Here are the nominations that survived my first cut:
CEMEX: Effective use of IBM Connections for internal collaboration, specifically focused on improving innovation within the building materials company. Within a year, over 20,000 employees were engaged, more than 500 communities had formed, nine global innovation initiatives were underway--and ideas started flowing around the world among specialists in all areas and levels of the company. Business leader: Gilberto Garcia, CEMEX's innovation director. Nominated by: IBM.
TD Bank Group: Partly, this is another IBM Connections success story, but TD Bank is also a good example of the marketing communications and IT functions coming together to define a social business strategy in a regulated industry. Business leader: Wendy Arnott, Vice President, Social Media and Digital Communication, TD Bank Group. Technology leader: Glenda Crisp, CIO for Corporate Segment Technology Solutions, TD Bank Group. Nominated by: IBM.

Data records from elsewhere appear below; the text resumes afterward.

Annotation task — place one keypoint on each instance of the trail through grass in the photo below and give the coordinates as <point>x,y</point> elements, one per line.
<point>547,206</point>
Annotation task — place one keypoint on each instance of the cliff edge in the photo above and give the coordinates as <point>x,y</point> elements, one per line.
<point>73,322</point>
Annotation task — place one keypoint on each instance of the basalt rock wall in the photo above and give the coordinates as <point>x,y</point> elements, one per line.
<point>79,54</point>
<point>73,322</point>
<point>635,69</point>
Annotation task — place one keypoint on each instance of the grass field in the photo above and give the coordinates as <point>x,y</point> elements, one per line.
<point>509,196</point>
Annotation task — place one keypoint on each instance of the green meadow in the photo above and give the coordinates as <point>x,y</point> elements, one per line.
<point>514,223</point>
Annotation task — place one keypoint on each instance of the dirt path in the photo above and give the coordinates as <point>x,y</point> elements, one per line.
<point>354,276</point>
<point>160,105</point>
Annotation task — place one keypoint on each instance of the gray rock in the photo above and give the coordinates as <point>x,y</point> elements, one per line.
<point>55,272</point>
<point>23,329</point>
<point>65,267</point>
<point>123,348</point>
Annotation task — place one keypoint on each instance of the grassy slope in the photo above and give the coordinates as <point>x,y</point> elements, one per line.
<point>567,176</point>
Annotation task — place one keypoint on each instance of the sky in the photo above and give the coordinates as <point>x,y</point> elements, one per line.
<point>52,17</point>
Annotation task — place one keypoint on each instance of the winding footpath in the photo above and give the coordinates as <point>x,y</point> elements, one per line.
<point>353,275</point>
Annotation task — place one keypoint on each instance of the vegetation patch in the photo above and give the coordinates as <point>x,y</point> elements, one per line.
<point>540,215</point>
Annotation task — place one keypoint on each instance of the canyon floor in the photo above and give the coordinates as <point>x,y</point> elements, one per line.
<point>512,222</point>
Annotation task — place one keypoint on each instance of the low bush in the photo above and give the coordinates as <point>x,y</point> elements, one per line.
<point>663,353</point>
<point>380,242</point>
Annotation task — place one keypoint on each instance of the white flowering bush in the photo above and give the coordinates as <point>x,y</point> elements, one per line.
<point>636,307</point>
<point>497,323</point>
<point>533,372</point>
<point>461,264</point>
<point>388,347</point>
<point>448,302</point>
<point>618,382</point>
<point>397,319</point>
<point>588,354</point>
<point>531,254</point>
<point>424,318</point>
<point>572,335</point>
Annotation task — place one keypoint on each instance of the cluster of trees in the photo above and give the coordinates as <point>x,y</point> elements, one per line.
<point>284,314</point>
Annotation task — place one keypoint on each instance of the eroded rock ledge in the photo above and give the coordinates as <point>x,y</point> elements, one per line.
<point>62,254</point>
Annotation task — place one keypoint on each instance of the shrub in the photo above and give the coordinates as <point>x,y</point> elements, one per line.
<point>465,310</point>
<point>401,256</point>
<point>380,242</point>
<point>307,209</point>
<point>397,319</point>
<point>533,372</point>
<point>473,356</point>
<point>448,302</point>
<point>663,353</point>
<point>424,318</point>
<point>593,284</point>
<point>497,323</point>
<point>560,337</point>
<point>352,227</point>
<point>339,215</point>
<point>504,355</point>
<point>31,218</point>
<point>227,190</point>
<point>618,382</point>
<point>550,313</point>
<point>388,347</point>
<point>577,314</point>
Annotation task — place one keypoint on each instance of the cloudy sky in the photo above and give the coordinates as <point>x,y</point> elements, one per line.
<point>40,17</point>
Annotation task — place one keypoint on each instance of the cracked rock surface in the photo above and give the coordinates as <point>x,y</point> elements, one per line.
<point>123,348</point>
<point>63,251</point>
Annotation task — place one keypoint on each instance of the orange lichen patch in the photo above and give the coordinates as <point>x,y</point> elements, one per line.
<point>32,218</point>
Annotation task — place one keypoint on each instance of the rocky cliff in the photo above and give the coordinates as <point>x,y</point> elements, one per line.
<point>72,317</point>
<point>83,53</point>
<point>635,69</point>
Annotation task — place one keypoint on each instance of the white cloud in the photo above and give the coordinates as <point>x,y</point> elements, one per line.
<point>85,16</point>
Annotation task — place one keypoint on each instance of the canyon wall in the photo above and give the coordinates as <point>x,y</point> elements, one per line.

Domo: Domo's software as a service promises to help organizations get more value from their business intelligence data. All employees were required to participate in the #domosocial experiment to increase social media literacy, and this is also being incorporated into training for new hires. The #domosocial experiment was the idea of Josh James, Domo founder and CEO (former CEO and co-founder of Omniture). Business Leader: Josh James. Nominated by: Domo.
Weston Solutions: As a leading environment redevelopment company of 1,800 employees, Weston has been called upon to support emergency response efforts during and after 9-11, the Challenger disaster, and more recently Hurricane Katrina, the Joplin Tornadoes, and flooding of the Missouri River. Weston is applying social collaboration to the challenge of bringing together a wide variety of stakeholders for each of their highly complex projects. Technology leader: Bob Hackett, VP, Information Services. Nominated by: NewsGator.